Malheureusement pour M. Lackman, la Cour d’appel fédérale, elle, renverse la décision initiale, en affirmant qu’il s’avérait approprié d’accorder une injonction à Bell et compagnie. Selon elle, oui, le dossier des requérantes s’avère suffisamment bon pour justifier qu’on suspende tout de suite les activités de TVAddons.

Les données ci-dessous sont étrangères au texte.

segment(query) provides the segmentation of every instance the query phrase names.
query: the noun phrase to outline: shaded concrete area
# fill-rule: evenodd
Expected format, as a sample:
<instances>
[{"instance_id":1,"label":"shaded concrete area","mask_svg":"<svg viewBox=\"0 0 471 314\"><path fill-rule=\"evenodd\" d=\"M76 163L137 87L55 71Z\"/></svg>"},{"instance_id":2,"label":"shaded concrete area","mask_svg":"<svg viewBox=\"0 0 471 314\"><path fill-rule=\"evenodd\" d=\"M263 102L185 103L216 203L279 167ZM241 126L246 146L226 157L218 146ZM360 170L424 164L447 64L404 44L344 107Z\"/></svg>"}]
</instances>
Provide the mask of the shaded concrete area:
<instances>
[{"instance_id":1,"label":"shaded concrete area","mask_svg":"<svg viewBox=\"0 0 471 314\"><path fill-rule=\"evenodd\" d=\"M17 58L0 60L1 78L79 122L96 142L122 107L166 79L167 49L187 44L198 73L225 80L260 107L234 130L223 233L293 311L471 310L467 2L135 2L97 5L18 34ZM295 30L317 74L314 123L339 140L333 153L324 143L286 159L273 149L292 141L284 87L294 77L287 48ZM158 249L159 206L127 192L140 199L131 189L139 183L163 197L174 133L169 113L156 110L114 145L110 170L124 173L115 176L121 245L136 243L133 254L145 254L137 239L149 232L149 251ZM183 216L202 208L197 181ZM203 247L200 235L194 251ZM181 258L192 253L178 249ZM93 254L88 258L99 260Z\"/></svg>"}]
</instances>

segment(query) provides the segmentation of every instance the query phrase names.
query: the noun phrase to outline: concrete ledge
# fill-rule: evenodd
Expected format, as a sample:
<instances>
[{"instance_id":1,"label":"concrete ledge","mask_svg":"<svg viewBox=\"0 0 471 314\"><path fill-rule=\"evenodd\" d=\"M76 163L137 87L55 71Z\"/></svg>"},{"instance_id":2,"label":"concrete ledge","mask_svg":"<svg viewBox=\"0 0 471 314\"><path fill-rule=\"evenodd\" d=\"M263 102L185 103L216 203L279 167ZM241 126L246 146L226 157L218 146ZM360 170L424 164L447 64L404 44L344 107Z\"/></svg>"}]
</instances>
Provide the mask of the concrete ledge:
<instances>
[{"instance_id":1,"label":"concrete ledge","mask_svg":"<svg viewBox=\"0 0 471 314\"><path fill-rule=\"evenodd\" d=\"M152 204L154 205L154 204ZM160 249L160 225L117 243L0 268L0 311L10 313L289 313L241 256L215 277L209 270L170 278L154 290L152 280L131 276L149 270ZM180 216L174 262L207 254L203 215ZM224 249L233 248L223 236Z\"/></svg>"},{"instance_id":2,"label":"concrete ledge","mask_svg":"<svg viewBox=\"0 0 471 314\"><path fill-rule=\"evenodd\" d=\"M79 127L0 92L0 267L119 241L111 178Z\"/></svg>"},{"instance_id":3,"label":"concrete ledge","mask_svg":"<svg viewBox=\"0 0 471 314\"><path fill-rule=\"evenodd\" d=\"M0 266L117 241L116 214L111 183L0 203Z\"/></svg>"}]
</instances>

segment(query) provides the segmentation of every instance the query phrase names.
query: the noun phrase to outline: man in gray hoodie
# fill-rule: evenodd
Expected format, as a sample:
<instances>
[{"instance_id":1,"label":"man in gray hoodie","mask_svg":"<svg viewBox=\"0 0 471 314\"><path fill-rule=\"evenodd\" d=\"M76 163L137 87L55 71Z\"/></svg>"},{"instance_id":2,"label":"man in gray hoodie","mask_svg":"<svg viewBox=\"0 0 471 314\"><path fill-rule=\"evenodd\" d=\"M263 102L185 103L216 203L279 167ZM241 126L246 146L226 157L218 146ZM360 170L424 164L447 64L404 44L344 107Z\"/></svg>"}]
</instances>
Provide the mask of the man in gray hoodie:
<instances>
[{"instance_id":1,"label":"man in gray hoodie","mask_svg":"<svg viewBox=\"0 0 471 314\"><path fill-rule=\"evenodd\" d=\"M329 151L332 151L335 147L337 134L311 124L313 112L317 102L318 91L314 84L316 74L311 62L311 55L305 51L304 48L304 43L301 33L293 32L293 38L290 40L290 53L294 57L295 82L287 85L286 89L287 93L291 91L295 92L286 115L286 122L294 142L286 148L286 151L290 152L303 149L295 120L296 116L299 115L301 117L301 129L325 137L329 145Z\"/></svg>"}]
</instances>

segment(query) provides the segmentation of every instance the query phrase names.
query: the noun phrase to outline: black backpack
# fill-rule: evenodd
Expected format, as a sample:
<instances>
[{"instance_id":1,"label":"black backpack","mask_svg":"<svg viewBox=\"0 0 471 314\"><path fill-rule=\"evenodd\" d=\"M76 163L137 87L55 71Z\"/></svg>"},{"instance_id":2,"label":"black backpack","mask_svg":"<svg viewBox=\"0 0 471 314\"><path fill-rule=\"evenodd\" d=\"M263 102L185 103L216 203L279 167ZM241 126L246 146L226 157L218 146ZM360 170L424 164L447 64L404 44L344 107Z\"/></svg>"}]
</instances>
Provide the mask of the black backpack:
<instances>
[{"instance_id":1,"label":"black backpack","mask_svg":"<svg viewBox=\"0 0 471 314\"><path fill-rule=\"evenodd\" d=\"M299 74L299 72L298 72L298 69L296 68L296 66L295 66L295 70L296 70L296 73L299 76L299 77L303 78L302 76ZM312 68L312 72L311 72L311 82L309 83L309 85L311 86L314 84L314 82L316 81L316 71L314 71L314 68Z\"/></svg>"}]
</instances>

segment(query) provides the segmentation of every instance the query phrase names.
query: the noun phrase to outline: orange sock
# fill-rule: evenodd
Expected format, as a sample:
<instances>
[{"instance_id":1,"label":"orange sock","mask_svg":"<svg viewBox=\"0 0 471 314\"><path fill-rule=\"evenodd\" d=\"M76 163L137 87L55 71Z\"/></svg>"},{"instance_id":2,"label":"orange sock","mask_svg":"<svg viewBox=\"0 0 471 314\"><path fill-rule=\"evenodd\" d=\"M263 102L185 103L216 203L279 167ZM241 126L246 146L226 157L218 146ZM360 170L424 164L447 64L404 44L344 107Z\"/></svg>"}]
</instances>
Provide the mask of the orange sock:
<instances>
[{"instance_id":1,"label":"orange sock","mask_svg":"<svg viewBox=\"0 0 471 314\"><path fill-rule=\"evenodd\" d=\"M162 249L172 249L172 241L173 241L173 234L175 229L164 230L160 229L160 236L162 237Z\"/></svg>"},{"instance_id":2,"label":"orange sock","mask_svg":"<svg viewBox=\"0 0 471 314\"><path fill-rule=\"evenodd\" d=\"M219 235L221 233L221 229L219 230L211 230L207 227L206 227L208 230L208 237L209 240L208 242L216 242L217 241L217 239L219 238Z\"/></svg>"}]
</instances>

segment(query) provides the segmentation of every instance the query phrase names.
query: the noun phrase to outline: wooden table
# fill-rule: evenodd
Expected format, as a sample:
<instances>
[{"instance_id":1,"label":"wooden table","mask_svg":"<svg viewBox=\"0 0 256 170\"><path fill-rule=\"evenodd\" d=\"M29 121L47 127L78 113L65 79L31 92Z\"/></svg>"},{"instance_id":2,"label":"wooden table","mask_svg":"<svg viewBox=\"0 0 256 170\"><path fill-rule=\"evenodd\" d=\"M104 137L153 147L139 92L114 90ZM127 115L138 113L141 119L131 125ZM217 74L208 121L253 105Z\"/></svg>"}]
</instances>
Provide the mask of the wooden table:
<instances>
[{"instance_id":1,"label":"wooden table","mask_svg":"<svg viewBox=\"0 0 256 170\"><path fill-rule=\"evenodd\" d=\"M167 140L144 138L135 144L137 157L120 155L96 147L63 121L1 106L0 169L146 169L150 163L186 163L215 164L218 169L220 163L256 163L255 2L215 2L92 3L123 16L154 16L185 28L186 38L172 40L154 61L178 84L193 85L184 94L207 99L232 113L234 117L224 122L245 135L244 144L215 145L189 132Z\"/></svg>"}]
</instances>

À ce sujet, le problème tourne notamment autour du fait qu’il ne se limitait pas à agir comme un répertoire : « Le site Web de TVAddons propose également deux autres produits. Il présente l’application « Free Telly », une version personnalisée de KODI téléchargeable qui, selon les appelantes, est déjà configurée pour offrir une sélection d’extensions qui sont principalement attentatoires (…) Ainsi, point n’est besoin de chercher et de configurer des extensions; l’accès au contenu qui porte atteinte au droit d’auteur est immédiat (…) [et] « Indigo », un outil qui facilite et automatise l’installation des extensions, ce qui permet d’éviter toutes les étapes. »

Pour le tribunal d’appel, la preuve s’avère relativement claire que M. Lackman et son entreprise vont plus loin qu’un simple rôle de répertoire. En fait, on se rapproche dangereusement d’un encouragement ou d’une facilitation du piratage, en aidant trop les usagers qui désirent pirater du contenu obtenu d’Internet. Ce n’est pas confirmé à 100%, mais cela suffisamment probable pour justifier qu’à court terme on mette fin aux activités de TVAddons. Ce faisant, il ne s’avère pas déraisonnable de croire qu’à la face même du dossier, qu’il y a contrefaçon de droits d’auteur.

En considérant l’ensemble de la preuve et de la jurisprudence, la Cour d’appel fédérale confirme donc que l’ordonnance Anton Piller était correcte et qu’il y avait lieu d’octroyer aussi une injonction pendant la durée des procédures judiciaires à venir quant à ce dossier. Puisqu’il y existe une question sérieuse à trancher et que les requérantes pourraient subir un préjudice irréparable si TVAddons continue ses activités, l’octroi d’une injonction s’impose.

D’ailleurs, contrairement à la conclusion du tribunal en 2017, cette fois on estime que la prépondérance des inconvénients ne favorise pas M. Lackman, notamment parce qu’il a configuré ses services et son entreprise de façon à cacher et dissimuler les tenants et aboutissants des revenus qui y sont liés. Pour le tribunal, ce serait une anomalie que de récompenser quelqu’un qui créé une entreprise secrète et camouflée comme celle-ci, en lui permettant d’ensuite éviter l’injonction parce qu’il dit ne pas avoir les moyens de se défendre ou que les conséquences financières sur lui seront démesurées.

La Cour d’appel fédérale affirme donc qu’on devait accorder une injonction interlocutoire contre M. Lackman, jusqu’à ce que soit rendue une décision finale dans ce dossier. Au passage, la décision accorde aussi aux requérants la coquette somme de 50 000$ en dépens.